En marge du SITHO 2026, il est prévu l’organisation d’un forum des acteurs du tourisme de la Confédération des Etats du Sahel (AES). Ce forum devra aboutir à la signature d’une convention de partenariat entre les organisations de gestion des destinations des trois (03) Etats membres de l’AES, afin de valoriser et de promouvoir le potentiel touristique de l’espace confédéral.

II.3. Le ministre de la Santé a fait au Conseil une communication relative à l’organisation du Forum national sur le financement de la santé, prévu du 25 au 27 mars 2026 à Ouagadougou.

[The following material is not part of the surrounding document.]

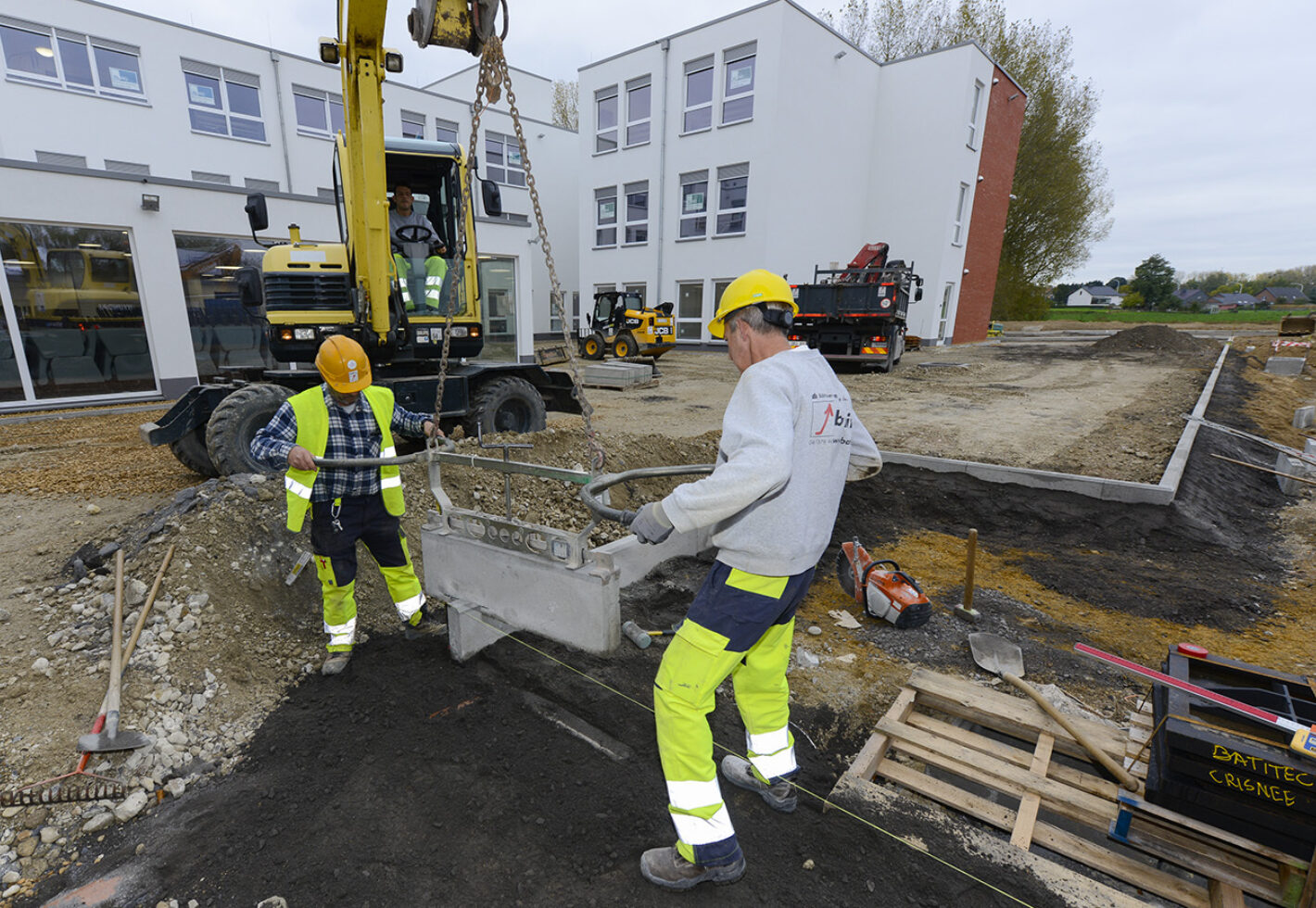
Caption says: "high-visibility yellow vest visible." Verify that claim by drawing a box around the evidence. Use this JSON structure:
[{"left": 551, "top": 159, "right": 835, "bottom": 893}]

Ce forum a pour thème « Bâtir un système de financement de la santé efficient et équitable pour une souveraineté sanitaire et la réalisation des objectifs du Plan RELANCE 2026-2030 ». Il a pour objectif de proposer un agenda concret de réformes du financement de la santé au Burkina Faso et une feuille de route opérationnelle pour sa mise en œuvre.

Il s’agira entre autres, d’apprécier les progrès et défis du Burkina Faso en matière de financement de la santé, de s’enrichir des expériences régionales et internationales réussies puis de proposer les principes et actions concrètes d’alignement des interventions des partenaires au développement.

Le Forum national sur le financement de la santé est placé sous le Très haut patronage de Son Excellence Monsieur le Président du Faso, Chef de l’Etat.

II.4. Le ministre de l’Enseignement secondaire et de la formation professionnelle et technique a fait au Conseil le compte rendu de la mise en œuvre de la phase pilote du Programme de reconversion des diplômés du système universitaire (PRDSU), tenu du 20 octobre 2025 au 30 janvier 2026.

260 diplômés venus de Bobo-Dioulasso, de Koudougou, de Ouahigouya et de Ouagadougou ont pris part à cette phase pilote du PRDSU. La formation, axée sur une approche pédagogique innovante basée sur 5% de théorie et 95% de pratique, a duré trois (03) mois et s’est articulée autour de 06 packs de métiers intégrés, comprenant chacun plusieurs modules techniques ainsi qu’un module transversal obligatoire de civisme et patriotisme.

La mise en œuvre du programme a permis aux bénéficiaires d’acquérir les compétences techniques nécessaires à la création et à la gestion d’activités génératrices de revenus.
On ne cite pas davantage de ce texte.